In Lepis, supra, 83 N.J. at 151, the Supreme Court recognized "changed circumstances" that warrant modification [of support obligations] in a variety of settings. Some of them include

(1) an increase in the cost of living;

(2) increase or decrease in the supporting spouse's income;

(3) illness, disability or infirmity arising after the original judgment;

(4) the dependent spouse's loss of a house or apartment;

(5) the dependent spouse's cohabitation with another;

(6) subsequent employment by the dependent spouse; and

(7) changes in federal income tax law . . . .

[(Citations omitted).]

Parties may waive the right to seek modification of alimony by agreeing to a provision specifically stating such an intention, known as an "anti-Lepis clause." Such a clause was first enforced in Finckin v. Finckin, 240 N.J. Super. 204, 205 (Ch. Div. 1990), in which Judge Conrad Krafte determined that this type of agreement did not violate public policy where "[t]he agreement . . . [was] explicit."

In Morris v. Morris, 263 N.J. Super. 237 (App. Div. 1993), we concluded that an anti-Lepis clause could be enforceable provided certain conditions were met by the parties. In that case, the parties had executed a property settlement agreement, unlike the situation in this case. Under those circumstances, we held that "the parties can with full knowledge of all present and reasonably foreseeable future circumstances bargain for a fixed payment or establish the criteria for payment to the dependent spouse, irrespective of circumstances that in the usual case would give rise to Lepis modifications of their agreement." Id. at 241.

The agreement in Morris was "explicit that it is not modifiable for any reason except for the husband's physical disability." Id. at 240. The husband suffered a decrease in earnings and sought to modify alimony on that basis. We affirmed the trial court's denial of the husband's application, finding "no great inequity, since each party has the expected benefit and burden of the contract." Id. at 244.

Had these parties executed a property settlement agreement, evidence of their mutual intent to abide by an anti-Lepis clause may well have been established and, therefore, enforceable. Id. at 246. The transcript of the settlement hearing, however, is sufficiently ambiguous to prevent us from making such a finding with any reasonable degree of confidence.

We are satisfied that the discussion of an "anti-Lepis" provision at that hearing was between the judge and counsel.
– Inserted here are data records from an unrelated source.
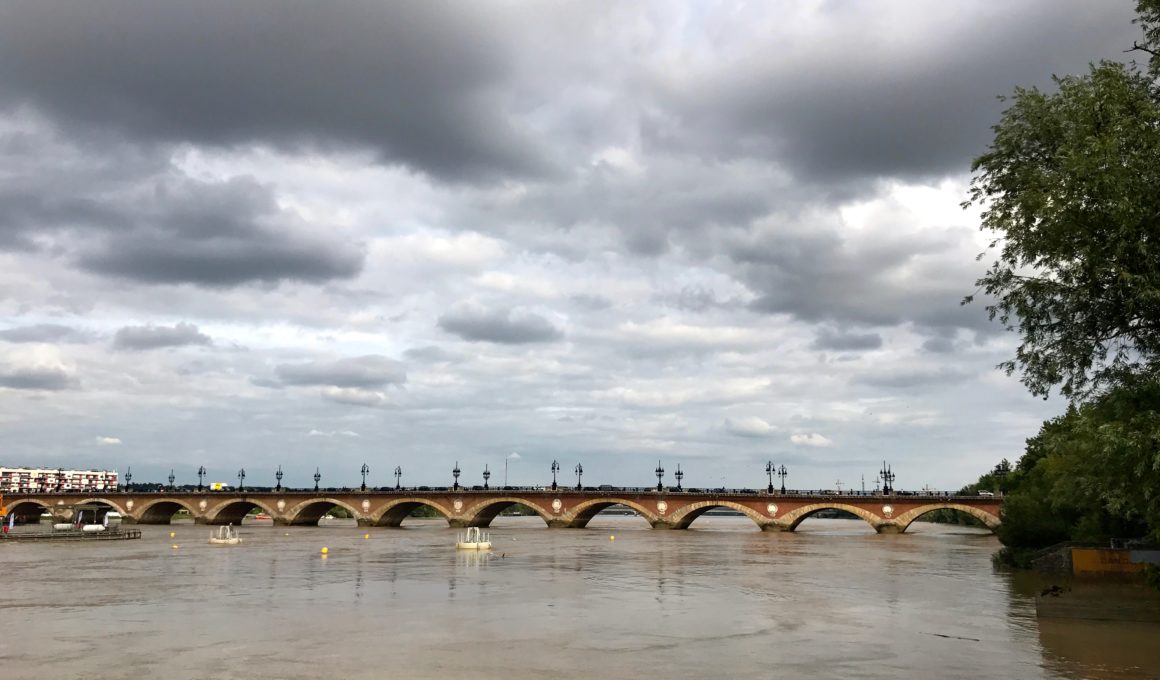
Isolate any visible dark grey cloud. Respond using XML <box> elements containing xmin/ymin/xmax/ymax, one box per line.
<box><xmin>922</xmin><ymin>337</ymin><xmax>955</xmax><ymax>354</ymax></box>
<box><xmin>0</xmin><ymin>324</ymin><xmax>92</xmax><ymax>342</ymax></box>
<box><xmin>0</xmin><ymin>0</ymin><xmax>548</xmax><ymax>179</ymax></box>
<box><xmin>403</xmin><ymin>345</ymin><xmax>463</xmax><ymax>363</ymax></box>
<box><xmin>725</xmin><ymin>229</ymin><xmax>1001</xmax><ymax>333</ymax></box>
<box><xmin>572</xmin><ymin>292</ymin><xmax>614</xmax><ymax>312</ymax></box>
<box><xmin>113</xmin><ymin>323</ymin><xmax>213</xmax><ymax>350</ymax></box>
<box><xmin>813</xmin><ymin>328</ymin><xmax>882</xmax><ymax>352</ymax></box>
<box><xmin>854</xmin><ymin>367</ymin><xmax>971</xmax><ymax>390</ymax></box>
<box><xmin>0</xmin><ymin>128</ymin><xmax>365</xmax><ymax>288</ymax></box>
<box><xmin>643</xmin><ymin>0</ymin><xmax>1139</xmax><ymax>187</ymax></box>
<box><xmin>438</xmin><ymin>304</ymin><xmax>564</xmax><ymax>345</ymax></box>
<box><xmin>0</xmin><ymin>364</ymin><xmax>75</xmax><ymax>391</ymax></box>
<box><xmin>275</xmin><ymin>354</ymin><xmax>407</xmax><ymax>393</ymax></box>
Neither party was ever asked about his/her understanding of the meaning of that term. In fact, when plaintiff was questioned by his attorney about his understanding of the alimony obligation, he was specifically asked whether he understood that "for example" his retirement could constitute a change in circumstances. In short, nothing in the record demonstrates plaintiff's unequivocal waiver of his right to seek a modification of alimony based on circumstances other than his retirement.
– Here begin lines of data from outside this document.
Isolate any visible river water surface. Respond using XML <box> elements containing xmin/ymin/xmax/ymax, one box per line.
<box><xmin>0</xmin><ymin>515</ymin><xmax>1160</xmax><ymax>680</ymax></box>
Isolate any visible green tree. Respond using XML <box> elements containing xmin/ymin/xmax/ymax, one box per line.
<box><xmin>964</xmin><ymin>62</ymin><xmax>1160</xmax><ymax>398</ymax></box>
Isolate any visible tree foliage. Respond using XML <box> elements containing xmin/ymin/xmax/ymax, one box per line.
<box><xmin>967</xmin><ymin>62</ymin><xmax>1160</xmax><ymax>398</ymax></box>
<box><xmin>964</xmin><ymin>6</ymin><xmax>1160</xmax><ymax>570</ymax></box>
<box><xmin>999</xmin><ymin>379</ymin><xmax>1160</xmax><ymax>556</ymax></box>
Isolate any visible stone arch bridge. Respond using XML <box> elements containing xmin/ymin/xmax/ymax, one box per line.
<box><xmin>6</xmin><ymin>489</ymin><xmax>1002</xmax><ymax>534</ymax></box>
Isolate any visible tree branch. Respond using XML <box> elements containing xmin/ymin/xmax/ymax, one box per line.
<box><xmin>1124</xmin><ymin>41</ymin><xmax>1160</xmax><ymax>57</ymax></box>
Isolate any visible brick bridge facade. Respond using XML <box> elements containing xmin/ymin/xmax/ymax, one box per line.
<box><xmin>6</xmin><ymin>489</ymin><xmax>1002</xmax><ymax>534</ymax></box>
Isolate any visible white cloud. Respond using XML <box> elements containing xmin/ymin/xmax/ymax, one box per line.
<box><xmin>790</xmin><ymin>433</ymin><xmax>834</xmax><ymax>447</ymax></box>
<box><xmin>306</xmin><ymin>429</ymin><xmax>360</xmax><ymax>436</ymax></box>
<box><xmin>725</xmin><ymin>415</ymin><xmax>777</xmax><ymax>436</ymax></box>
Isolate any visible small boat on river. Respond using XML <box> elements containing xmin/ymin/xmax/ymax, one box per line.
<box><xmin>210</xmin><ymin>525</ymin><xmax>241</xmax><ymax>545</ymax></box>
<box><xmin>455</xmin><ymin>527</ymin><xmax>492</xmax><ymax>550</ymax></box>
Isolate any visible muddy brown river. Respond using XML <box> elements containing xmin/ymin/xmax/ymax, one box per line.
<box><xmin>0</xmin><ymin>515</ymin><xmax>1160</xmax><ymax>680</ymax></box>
Defendant contends that her post-divorce conduct clearly demonstrates the parties' intent to abide by an anti-Lepis clause, as she made no applications for an increase in alimony notwithstanding plaintiff's increased earnings after 1996. We are not convinced, however, that defendant's contention necessarily bars plaintiff from relief. The pertinent inquiry is plaintiff's understanding of the nature of his alimony obligation at the time the parties' settlement was placed on the record in court.

We note that plaintiff's certification supporting his motion to modify alimony addressed only the history of the marriage and his financial situations then and now. The fact that plaintiff did not address the "anti-Lepis" issue in his certification indicates to us that neither he nor his attorney anticipated that he would be barred from seeking relief for that reason.
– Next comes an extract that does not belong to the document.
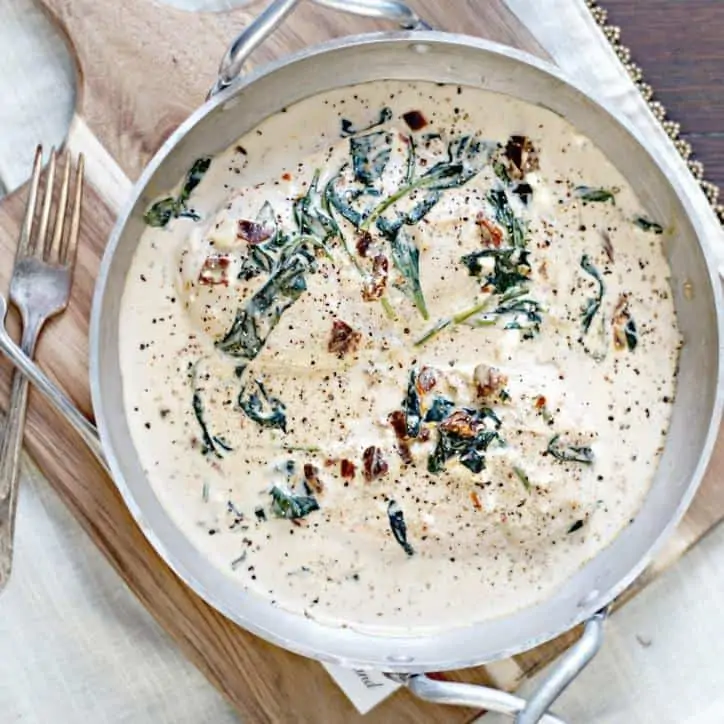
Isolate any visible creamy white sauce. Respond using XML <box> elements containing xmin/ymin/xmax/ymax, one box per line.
<box><xmin>120</xmin><ymin>82</ymin><xmax>679</xmax><ymax>632</ymax></box>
In sum, we concur with plaintiff's contention that his understanding of the non-modifiable nature of his alimony obligation was not clearly demonstrated on the record of the settlement hearing. Therefore, we reverse and remand for a plenary hearing on that issue. We do not address plaintiff's remaining issues; plaintiff will have an opportunity to address the issues of the permanency of his change in earnings and counsel fees if he prevails on remand.

The order of September 26, 2008 is reversed, and the matter is remanded for further proceedings in conformity with this opinion.